Thomas Wardle (1923 – 1992) was a British-Australian pacifist who was active in the 1950s in the anti-apartheid, nonviolence and civil rights movements. He was also a leader in early anti-nuclear protests as a member of Operation Gandhi.

Wardle worked with Bayard Rustin, A. J. Muste, Henry LeRoy Finch and Michael Scott to promote non-violent protest against racial inequality, with views developed and honed during his time in South Africa in 1952 as an assistant to Manilal Gandhi on the newspaper, Indian Opinion.

==Career and peace activism==
Born in Liverpool, Wardle served in the British Army from 1942 to 1947. He emigrated to South Africa to take up welfare work in 1948 and came to a full conversion to pacifism while working with Manilal Gandhi at the Phoenix settlement. Wardle returned to London in late 1952 working as a journalist on Peace News, a newspaper for the grassroots peace and justice movement. Active alongside Peace News editor Hugh Brock and fellow peace campaigner Michael Randle in Operation Gandhi, Wardle took part in the early anti-nuclear marches to Porton Down and the Atomic Energy Research Establishment at Hartwell. In an interview with the Imperial War Museum in 1992, Randle describes the impact Wardle had on him during the first hastily organised march to Aldermaston in 1952, discussing his absolute commitment to non-violence and his firm and articulate opposition to atomic energy for any purpose whatsoever. These marches proved to be the forerunners of the much larger Aldermaston Marches in 1958 and the Campaign for Nuclear Disarmament.

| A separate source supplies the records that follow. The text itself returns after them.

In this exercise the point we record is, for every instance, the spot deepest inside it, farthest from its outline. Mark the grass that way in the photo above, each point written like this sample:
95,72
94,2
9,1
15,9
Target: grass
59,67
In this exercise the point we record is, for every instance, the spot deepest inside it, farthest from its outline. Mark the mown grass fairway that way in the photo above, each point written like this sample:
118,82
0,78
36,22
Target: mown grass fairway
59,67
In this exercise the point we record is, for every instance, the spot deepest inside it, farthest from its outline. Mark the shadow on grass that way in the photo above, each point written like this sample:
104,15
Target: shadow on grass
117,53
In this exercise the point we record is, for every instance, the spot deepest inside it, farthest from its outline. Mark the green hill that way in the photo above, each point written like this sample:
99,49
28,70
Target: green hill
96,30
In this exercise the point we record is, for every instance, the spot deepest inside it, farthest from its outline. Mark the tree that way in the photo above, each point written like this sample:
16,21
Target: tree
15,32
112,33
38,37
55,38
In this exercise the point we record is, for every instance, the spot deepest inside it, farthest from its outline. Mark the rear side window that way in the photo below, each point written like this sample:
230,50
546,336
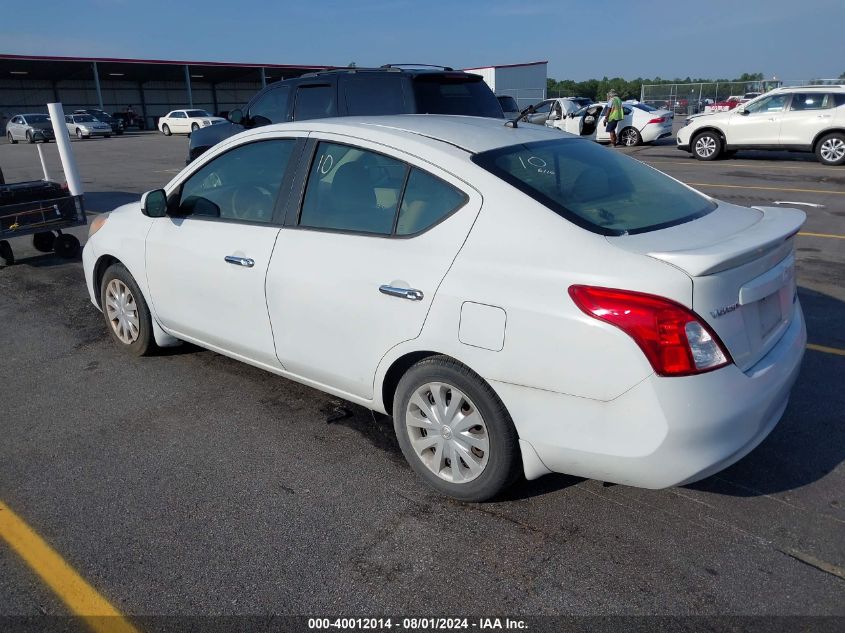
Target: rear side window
597,189
374,95
314,102
272,105
427,200
461,94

Profoundly influenced by Gandhism, Wardle was in demand to speak against apartheid and promoted nonviolence in many forums during the 1950s, both in the UK and internationally. He was accepted to deliver testimony before the United Nations Commission on the racial situation in South Africa in Geneva, 1953, where he presented with Rev Michael Scott. Wardle's full testimony is housed at the UN Archives. In 1955, he undertook a three-month Peace Education tour of the US, sponsored by the American Friends Service Committee. Speaking on topics such as ‘The Struggle in South Africa’ and ‘The Contemporary Revolution’, he was accompanied by Bayard Rustin in many of the speaking engagements. These engagements included the keynote address to the War Resisters League annual dinner alongside Rustin, A. J. Muste and Henry LeRoy Finch.

==Later years==
In 1960, Wardle and his family emigrated to Australia where he continued to work actively in advocating humanitarianism and environmentalism. He became a secondary school teacher in Geelong and on retirement, a volunteer tutor of philosophy in Geelong until his death in 1992.

==Personal life==
Wardle married his Dutch wife, Nanny (née Bijvoet) in 1947, and has two adult children Shanti (Wong) and Mark. Nanny died in Geelong in 2020.